Il y a donc des enjeux tres importants dans le partage de la valeur ajoutée, aussi bien sur le plan économique que sur le plan social. Shématiquement, la valeur ajoutée produite dans l'entreprise est partagée entre trois acteurs principaux : les salariés qui ont fourni le travail nécessaire à la production, les actionnaires qui ont fourni le capital nécessaire à la production, l'Etat qui prélève pour financer les dépenses publiques des impots sur la production.

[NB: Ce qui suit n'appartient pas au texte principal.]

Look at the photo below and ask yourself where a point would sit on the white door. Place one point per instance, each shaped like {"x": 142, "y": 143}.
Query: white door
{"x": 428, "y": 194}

On peut comprendre facilement que le partage va donner lieu à des conflits: chacun veut augmenter sa part au détriement des autres. Si la part de la valeur ajoutée allant aux salariés augmente, on peut penser que cela va favoriser l'accroissement de la demande, et ainsi stimuler l'offre et donc l'emploi. Cependant pour augmenter l'offre il faut aussi investir. Si la part de la valeur ajoutée allant aux actionnaires diminue, on peut craindre de plus grandes difficultés pour financer l'investissement. Inversement si la part allant aux actionnaires augmente il sera plus facile d'investir mais à quoi bon investir si la demande n'augmente pas!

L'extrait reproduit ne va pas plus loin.